Y sin embargo, el Estado nacional hoy está ausente, refugiado tras un Ministerio de Capital Humano que funciona más como trinchera de ajuste que como garante de derechos. En palabras de Cagnacci, “es nuestra obligación salir a la calle y reclamar por nuestros derechos; exigirle al Poder Ejecutivo y al Congreso de la Nación que tomen nota de la situación”.

En paralelo, la narrativa oficial persiste en deslegitimar la protesta, acusando a la comunidad educativa de hacer política. Como si reclamar por condiciones dignas de trabajo y estudio fuera un capricho ideológico. Como si defender la educación pública no fuera uno de los pilares fundamentales de una democracia real.

¿Qué otra opción queda cuando el diálogo es reemplazado por el desprecio y las decisiones se toman a espaldas de los afectados? ¿Qué alternativa existe cuando el ajuste se transforma en hostigamiento estructural? La respuesta está en la calle, donde miles gritaron al unísono que la universidad no se vende, se defiende.

Pero lo más alarmante no es solo lo que sucede hoy. Es el proyecto de país que se esconde detrás del desfinanciamiento. Un modelo donde el acceso al conocimiento será un privilegio, donde el mérito se mide en dólares y donde la universidad será apenas un recuerdo nostálgico.

La marcha del jueves no fue un evento más. Fue un parteaguas. Una advertencia. Una forma de poner el cuerpo cuando las palabras no alcanzan. Y fue también un grito colectivo para quienes aún dudan o permanecen indiferentes: si no se garantiza el financiamiento, si no se abren paritarias, si no se respetan los convenios, la universidad pública corre el riesgo real de entrar en coma presupuestario.

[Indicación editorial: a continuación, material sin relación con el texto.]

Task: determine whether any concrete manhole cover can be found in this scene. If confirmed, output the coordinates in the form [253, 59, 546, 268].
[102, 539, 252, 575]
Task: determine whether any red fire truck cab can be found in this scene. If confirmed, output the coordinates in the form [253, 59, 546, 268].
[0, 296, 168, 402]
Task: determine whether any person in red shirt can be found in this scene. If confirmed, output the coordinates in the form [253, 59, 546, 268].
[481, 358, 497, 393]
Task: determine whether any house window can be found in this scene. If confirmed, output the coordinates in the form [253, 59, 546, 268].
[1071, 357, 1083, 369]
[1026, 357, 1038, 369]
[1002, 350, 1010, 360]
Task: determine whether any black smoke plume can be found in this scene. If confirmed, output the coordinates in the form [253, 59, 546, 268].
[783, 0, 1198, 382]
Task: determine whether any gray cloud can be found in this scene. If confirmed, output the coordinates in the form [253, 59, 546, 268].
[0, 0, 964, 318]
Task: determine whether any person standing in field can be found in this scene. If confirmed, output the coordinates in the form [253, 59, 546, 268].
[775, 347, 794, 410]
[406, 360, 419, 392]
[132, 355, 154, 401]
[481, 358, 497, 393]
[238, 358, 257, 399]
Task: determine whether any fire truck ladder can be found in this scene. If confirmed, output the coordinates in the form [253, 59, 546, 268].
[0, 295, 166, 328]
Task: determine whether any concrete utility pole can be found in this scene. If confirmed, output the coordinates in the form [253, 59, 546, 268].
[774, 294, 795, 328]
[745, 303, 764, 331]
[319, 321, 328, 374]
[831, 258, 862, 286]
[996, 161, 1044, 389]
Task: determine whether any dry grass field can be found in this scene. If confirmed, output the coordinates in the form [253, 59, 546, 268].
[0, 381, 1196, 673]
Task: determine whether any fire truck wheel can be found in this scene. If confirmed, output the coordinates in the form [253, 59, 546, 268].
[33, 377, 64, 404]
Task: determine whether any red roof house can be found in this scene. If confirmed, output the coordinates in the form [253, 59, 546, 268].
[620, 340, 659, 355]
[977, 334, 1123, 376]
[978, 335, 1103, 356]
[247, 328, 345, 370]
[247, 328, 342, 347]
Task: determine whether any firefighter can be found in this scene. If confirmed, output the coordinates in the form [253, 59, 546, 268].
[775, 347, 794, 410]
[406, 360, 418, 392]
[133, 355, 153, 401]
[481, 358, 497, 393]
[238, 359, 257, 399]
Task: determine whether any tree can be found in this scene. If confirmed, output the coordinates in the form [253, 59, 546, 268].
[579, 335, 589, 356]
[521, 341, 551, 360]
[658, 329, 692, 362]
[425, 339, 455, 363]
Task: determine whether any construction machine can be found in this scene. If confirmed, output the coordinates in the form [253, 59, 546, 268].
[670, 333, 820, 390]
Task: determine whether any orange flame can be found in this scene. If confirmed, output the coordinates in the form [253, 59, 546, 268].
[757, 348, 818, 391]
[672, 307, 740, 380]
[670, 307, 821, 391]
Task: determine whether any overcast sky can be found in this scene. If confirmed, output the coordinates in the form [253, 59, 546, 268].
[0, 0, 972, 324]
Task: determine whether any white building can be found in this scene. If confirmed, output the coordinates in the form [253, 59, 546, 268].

Mientras Milei y su séquito de tecnócratas celebran balances fiscales a costa de derechos humanos básicos, las aulas se vacían, las becas desaparecen, los docentes se empobrecen. Y en ese panorama, la resistencia no solo es legítima. Es urgente. Es vital.

Porque lo que está en juego no es un ítem presupuestario más. Es el ADN de una Argentina que, pese a todo, aún cree que educar es un acto de justicia social.